Девушка отрицательно покачала головой.
– Фул, – сказала она.
Мелкий дождь
Пичурино, 10–13 июня 1990 года
На пасеке моросил дождь. Я сидел в будке и вспоминал, как утром я почему-то подумал, не пошел бы мелкий дождь на целый день. Почему я так подумал, когда было такое замечательное солнечное утро, я вспомнить не мог. Помнил только, что я подумал, как бы мелкий дождь не пошел. Вот он и пошел. И вы знаете, что я думаю? Наверное, у меня глаз черный.
Впервые я обратил на это внимание после одной истории с Никой. Мы ехали с ней как-то на пасеку на машине. Болтали о том о сем.
– Вот, стекло поменял лобовое, – сказал я. – Отец мой два года в очереди стоял как участник войны и еще чего-то.
– А без этого нельзя поменять? – спросила Ника.
– Нет, конечно. “Без этого” ты на станцию даже не попадешь.
– А если ты участник?
– А если ты участник, то все совсем просто. Приезжай на станцию пораньше, часам к пяти утра. Чтобы ты был хотя бы в первой сотне. Тогда у тебя большие шансы получить талон. И к двенадцати ты проходишь мойку. Предъявляешь открытку на стекло. А там уже и как повезет, и как ты сможешь договориться с ребятами.
– Это понятно, – сказала Ника.
– Сейчас многие хотели бы в какой-нибудь войне поучаствовать. А если небольшое ранение – об этом можно только мечтать.

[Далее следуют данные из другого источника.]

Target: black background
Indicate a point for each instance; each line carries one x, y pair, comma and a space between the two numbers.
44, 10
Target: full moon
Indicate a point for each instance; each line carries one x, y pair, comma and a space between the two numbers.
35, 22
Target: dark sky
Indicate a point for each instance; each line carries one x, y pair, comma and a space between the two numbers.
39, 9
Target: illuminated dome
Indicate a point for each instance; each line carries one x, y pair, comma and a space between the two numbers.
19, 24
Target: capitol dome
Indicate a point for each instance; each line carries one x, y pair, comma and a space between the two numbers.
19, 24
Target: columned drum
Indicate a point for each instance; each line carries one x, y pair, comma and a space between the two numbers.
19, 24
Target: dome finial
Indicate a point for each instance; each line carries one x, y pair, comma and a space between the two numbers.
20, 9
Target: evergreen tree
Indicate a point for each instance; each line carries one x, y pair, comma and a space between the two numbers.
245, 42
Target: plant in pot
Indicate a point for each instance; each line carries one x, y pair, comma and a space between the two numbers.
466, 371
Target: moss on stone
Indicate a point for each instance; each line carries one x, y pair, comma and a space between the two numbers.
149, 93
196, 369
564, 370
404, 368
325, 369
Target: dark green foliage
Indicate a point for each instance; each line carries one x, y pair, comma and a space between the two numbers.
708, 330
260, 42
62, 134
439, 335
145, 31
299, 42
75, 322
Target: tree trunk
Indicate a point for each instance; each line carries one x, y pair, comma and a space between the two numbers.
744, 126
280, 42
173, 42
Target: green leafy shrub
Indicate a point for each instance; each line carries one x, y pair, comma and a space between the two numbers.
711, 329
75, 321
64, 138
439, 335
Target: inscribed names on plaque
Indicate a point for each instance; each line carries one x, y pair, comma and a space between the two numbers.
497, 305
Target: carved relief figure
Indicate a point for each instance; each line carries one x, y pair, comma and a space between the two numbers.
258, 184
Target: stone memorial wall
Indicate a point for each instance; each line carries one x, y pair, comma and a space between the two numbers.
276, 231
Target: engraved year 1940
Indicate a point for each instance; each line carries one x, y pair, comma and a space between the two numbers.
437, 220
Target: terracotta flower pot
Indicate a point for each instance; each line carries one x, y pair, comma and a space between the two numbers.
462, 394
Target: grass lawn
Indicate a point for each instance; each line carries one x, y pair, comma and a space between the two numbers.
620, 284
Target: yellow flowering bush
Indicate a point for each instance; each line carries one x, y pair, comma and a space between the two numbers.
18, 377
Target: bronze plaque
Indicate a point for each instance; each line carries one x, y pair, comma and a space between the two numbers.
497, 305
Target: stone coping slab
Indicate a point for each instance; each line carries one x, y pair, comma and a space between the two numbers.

– А я слышала, что многие делают и по-другому. Приходят с войны, а потом какую-нибудь болезнь себе отторговывают. Ну, скажем, язву желудка. И все – ты уже инвалид войны.
– Да, сейчас многие молодые парни щеголяют своими книжечками участника или даже инвалида.
– Илюша, а твой отец – настоящий участник?
– Настоящий, настоящий. Он на Волге в самом пекле сорок третьего был.
– А бывает так, – спросила Ника, – чтобы камень из-под другой машины попал в стекло и разбил его?
– Еще как бывает! – сказал я.
И только я это вымолвил – как шмякнет мне камнем в стекло. Оно и вдребезги. Обидно было ужасно. Но что поделаешь? Я говорю вам: черный глаз у меня. По-другому и объяснить это нельзя.
И вот начал я вспоминать всякие такие истории. Вспомнил, как совсем недавно я уезжал с пасеки в Москву на неделю. И когда я запирал свою будку на цифровой замок, сказал Аркаше:
– Запомни – 8147.
– А зачем мне запоминать-то? Чего я в твоей будке не видел? – спросил Аркаша.
– А вдруг что понадобится.
– Что мне может там понадобиться?
– А вдруг в моей будке пожар начнется.
– А с чего бы это?
– А вдруг, – сказал я, – наш Фима сойдет с ума, залезет в мою будку, обольет там все керосином и подожжет?
– Ну, на такой случай придется твой номерок запомнить, – сказал Аркаша.
Пошутили мы так, и я уехал.
И что же вы думали? Только я уехал, как моментально наш Фима сошел с ума. Каким-то непостижимым образом забрался в мою запертую будку, опрокинул на себя керосиновую лампу и начал спичками чиркать.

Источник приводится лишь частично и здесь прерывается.